Not because he was nervous—at least, that's what he told himself—but because he kept going over every possible version of how today could play out. In some, they ended up laughing at how awkward it was and high-fived their way out of it by noon. In others, Harvey kissed him, and it was so good it broke something fundamental inside him.
And in the version that had kept him up until 3:42 a.m., Harvey kissed him, it was perfect, and then it was over. Just like that.
The knock at his door came earlier than expected. Mike shuffled over in pajama pants and a t-shirt that probably had some coffee stain he'd stopped noticing. His hair was a mess, his eyes gritty, and he was pretty sure his breath could kill a plant. Exactly the image you want on your first and only date with the man you've been quietly in love with for years.

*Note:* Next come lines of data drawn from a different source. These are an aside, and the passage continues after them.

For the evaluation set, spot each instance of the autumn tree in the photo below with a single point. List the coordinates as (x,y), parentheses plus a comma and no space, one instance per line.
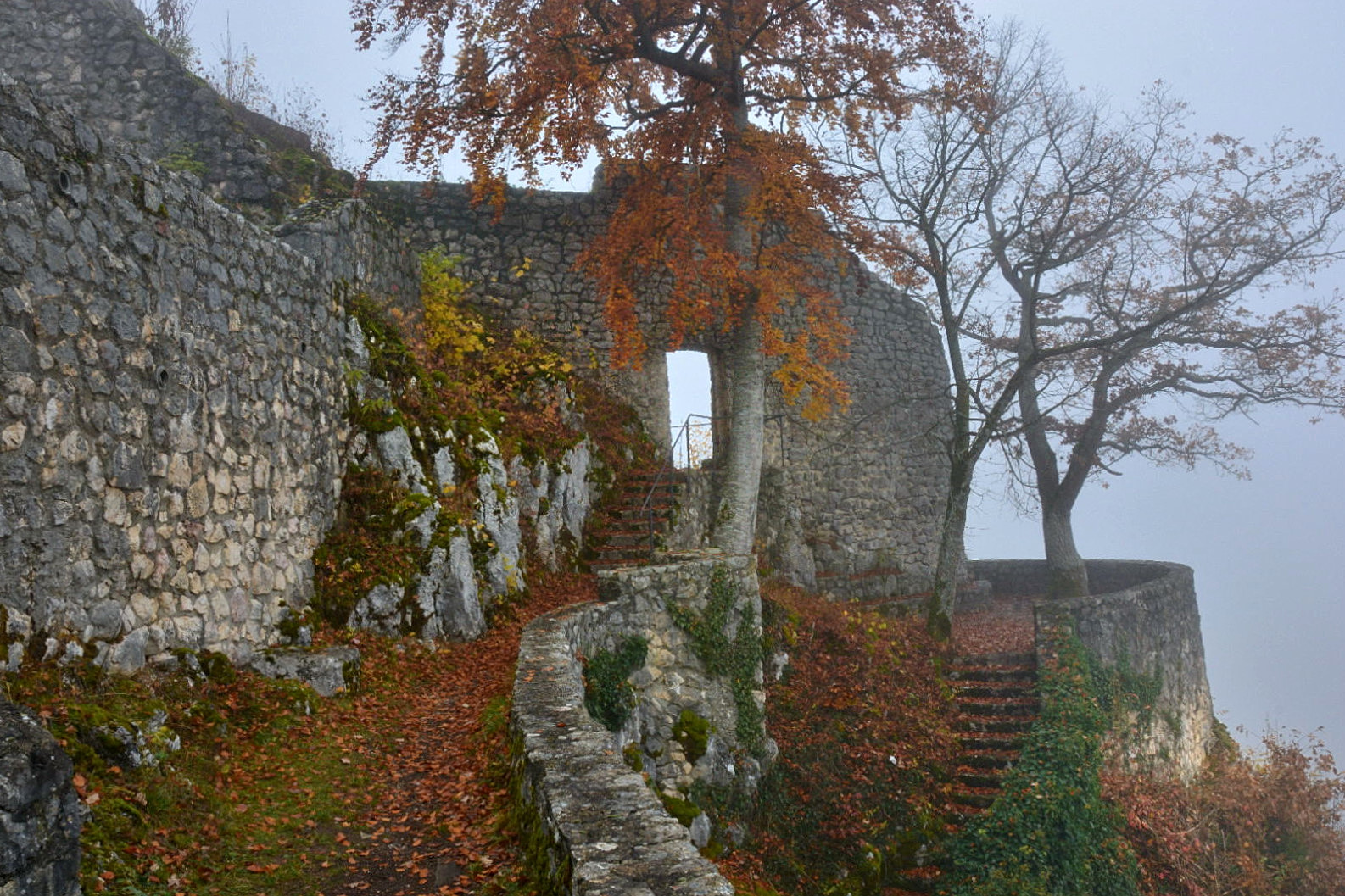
(1104,280)
(695,110)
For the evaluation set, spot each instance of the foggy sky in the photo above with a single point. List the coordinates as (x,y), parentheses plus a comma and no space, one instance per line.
(1267,552)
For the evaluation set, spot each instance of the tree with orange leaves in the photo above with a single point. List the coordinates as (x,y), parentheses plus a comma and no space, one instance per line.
(700,110)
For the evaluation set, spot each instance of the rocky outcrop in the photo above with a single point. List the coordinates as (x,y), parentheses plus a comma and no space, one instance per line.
(41,814)
(594,822)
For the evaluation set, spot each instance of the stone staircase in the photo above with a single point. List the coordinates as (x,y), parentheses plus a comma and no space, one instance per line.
(623,534)
(996,710)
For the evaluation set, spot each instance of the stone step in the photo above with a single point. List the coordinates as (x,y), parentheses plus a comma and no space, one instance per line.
(977,742)
(974,797)
(991,690)
(978,778)
(986,759)
(993,724)
(615,538)
(1000,707)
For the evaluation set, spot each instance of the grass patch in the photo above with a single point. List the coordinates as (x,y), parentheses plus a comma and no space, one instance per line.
(265,793)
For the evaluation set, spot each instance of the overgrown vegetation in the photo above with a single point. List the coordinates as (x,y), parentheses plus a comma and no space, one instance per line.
(451,382)
(736,657)
(607,693)
(1051,833)
(858,794)
(1269,824)
(213,801)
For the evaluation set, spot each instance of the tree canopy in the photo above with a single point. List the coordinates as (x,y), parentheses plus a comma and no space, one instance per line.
(695,109)
(1108,283)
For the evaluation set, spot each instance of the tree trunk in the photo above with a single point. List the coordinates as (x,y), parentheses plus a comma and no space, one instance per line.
(734,527)
(952,552)
(1067,576)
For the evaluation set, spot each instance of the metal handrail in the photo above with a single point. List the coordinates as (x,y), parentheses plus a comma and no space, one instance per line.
(669,465)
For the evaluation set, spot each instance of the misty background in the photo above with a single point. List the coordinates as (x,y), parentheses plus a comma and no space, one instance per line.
(1267,554)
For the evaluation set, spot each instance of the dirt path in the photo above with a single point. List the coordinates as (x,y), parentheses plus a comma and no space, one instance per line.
(1003,626)
(436,829)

He opened the door and found Harvey Specter standing there in a coat that probably cost more than Mike's rent, holding two coffee cups and a paper bag that smelled like salvation.
Harvey arched an eyebrow. "You look like you lost a fight with your bed."
Mike blinked. "I did. It was a long night. Come in before someone mistakes you for slumming it."
Harvey stepped in like he owned the place—again, like always—and set the bag and cups down on Mike's tiny kitchen table. The space wasn't built for two people, and Harvey looked hilariously out of place in it, all sleek lines and expensive cologne, like a designer suit had wandered into an Ikea.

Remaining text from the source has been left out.